Lavoro e dignità: questo il binomio che ha guidato fin da subito il magistero di papa Bergoglio. Binomio che, nella lettera enciclica, si concreta nel rapporto tra persona e realtà attraverso la dimensione soggettiva e relazionale del lavoro. La dignità nasce e si sviluppa nel rapporto dell’uomo con l’ambiente che lo circonda, e il lavoro è la dimensione che, più di tutte, lo consente o anche, a seconda delle circostanze, rischia di calpestarla e negarla. L’apparente ordinarietà di questa affermazione appare rivoluzionaria se paragonata alla quasi totalità degli aspetti che caratterizzano il dibattito politico e spesso anche sindacale sul lavoro. Lungi dal ridurre il suo significato o peggio renderla un concetto astratto, questa idea del lavoro sottesa al ragionamento del Papa apre a numerose dimensioni relazionali oltre a quella economica e di scambio: la creatività, la proiezione verso il futuro, lo sviluppo delle capacità e la valorizzazione dei talenti, l’esercizio quotidiano dei valori, la comunicazione con gli altri sino ad arrivare a un atteggiamento di adorazione e contemplazione nel reale.
Il lavoro, ci ricorda papa Francesco, è insomma molto di più di una necessità per garantirsi la sopravvivenza e mantenere, con la propria fatica, se stessi o una famiglia.
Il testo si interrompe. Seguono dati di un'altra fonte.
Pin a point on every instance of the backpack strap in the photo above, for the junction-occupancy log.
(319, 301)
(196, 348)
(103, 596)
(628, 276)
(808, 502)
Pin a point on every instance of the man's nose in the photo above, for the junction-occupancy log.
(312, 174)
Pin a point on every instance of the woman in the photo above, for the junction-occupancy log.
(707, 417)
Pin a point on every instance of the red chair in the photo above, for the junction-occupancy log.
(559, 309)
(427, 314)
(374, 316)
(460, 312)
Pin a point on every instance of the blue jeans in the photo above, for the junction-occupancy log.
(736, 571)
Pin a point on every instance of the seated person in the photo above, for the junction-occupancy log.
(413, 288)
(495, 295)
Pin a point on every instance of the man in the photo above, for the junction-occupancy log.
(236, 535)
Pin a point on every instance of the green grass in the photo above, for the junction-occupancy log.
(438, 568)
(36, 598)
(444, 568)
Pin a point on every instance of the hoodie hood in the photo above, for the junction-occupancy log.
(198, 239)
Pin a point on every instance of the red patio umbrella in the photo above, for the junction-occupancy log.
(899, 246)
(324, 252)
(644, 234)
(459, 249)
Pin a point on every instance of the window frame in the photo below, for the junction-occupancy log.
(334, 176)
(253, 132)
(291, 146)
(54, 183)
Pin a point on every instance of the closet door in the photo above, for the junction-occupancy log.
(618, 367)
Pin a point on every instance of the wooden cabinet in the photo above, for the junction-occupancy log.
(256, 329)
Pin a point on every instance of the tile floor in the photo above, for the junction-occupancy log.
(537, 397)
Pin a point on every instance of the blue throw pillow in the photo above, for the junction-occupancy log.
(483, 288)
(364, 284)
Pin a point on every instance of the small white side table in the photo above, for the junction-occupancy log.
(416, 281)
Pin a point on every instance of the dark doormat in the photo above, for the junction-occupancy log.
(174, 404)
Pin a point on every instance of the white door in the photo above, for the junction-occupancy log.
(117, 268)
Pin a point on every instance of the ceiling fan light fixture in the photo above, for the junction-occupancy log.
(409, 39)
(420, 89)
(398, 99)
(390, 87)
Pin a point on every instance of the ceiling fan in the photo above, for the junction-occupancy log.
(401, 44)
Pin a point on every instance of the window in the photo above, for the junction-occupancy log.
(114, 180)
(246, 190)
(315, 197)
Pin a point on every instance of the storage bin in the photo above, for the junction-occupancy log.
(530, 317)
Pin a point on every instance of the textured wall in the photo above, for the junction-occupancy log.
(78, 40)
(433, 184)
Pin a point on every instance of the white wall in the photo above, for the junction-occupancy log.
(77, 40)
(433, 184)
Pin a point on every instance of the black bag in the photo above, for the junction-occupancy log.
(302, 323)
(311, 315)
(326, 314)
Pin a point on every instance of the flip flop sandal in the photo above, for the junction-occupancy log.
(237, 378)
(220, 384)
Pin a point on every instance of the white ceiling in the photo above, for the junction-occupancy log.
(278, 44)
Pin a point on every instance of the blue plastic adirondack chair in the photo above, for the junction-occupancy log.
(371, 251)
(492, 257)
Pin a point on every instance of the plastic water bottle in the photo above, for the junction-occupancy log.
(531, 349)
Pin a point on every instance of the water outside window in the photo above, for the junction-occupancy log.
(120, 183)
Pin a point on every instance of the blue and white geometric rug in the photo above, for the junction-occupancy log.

Ecco perché, sottolinea, anche l’aiuto ai poveri con somme di denaro può essere utile in momenti di emergenza, ma non può essere mai sostitutivo del diritto a un lavoro decente. Perché solo il lavoro concorre a restituire la dignità alla persona che l’ha persa, riconsegnando con essa all’uomo il proprio rapporto con il reale. Il diritto alla occupazione è così un diritto primario, a partire dal quale deve orientarsi tutta la discussione sul cambiamento in atto nelle imprese e nel mercato del lavoro. Provocazione che a qualcuno potrà sembrare scontata, ma che è sistematicamente relegata ai margini di un dibattito ancora tutto ideologico e che pare voler contrapporre impresa e lavoratore, che al contrario sono alleati nella dimensione relazionale della costruzione quotidiana del bene comune attraverso il lavoro.
Proprio l’insistito accento sulla centralità della persona porta papa Francesco ad ampliare il contesto di riflessione sul lavoro contemporaneo, delineando un vero e proprio manifesto del futuro del lavoro che ancora non emerge dai progetti nazionali di riforma delle regole del lavoro. Ambiente, demografia e tecnologia: sono queste le determinati del lavoro visto nella sua dimensione soggettiva e relazionale, che la prospettiva economicistica ancora sottovaluta o anche utilizza a danno della persona. Ambiente, demografia e tecnologia rappresentano cioè la vera frontiera del lavoro contemporaneo, lungo la quale si sta giocando la sua trasformazione, spesso sotto gli occhi distratti di osservatori incapaci di delineare una visione e una prospettiva di futuro. In un contesto dominato da un dibattito stantio sulle mille sfumature della subordinazione (in termini di poteri, sanzioni, controlli), che ancora rievoca scontri novecenteschi, papa Francesco ci obbliga ad allungare lo sguardo oltre i limiti di muro mentale che le moderne evoluzioni tecnologiche e sociali hanno già abbattuto. E questo sguardo nuovo non può che ripartire dalla persona stessa che in quanto soggetto e non oggetto del lavoro ne è anche profondamente responsabile.
Emblematico è il discorso sulla tecnologia, che non risponde a logiche automatiche o autoregolate ma che è prodotto della creatività e del genio umano volto a costruire strumenti utili al lavoro e al benessere della società. Così la diffusione di tecnologia che sostituisce massicciamente il lavoro diventa una chiara scelta dell’uomo, non un processo inarrestabile. Non un fine a cui tutti siamo destinati, ma una strada tracciabile e regolabile. E lo stesso vale per i cambiamenti demografici e il rapporto con l’ambiente che, non di rado, vede nell’impresa e nel lavoro non un ambito di creazione ma semmai di distruzione delle risorse a danno dei più deboli e dei bisognosi.
Spunti questi che possono contribuire ad una nuova primavera del lavoro e della persona, nel suo rapporto con l’ambiente, con la tecnica e con i suoi simili. Infatti, il torto più grande che potremmo fare all’appello di papa Francesco è pensare che non contenga altro che utopistici appelli morali e irrealistici modelli di azione come non pochi economisti si sono subito affrettati a sostenere. Per non cedere a questa tentazione bisogna rendersi conto che nella nostra epoca non bastano più tecnici e burocrati per orientare gli scenari futuri. Lavorare insieme per leggere la complessità che ci circonda, unendo sforzi e prospettive, è il prossimo passo per chi ha a cuore il futuro del lavoro.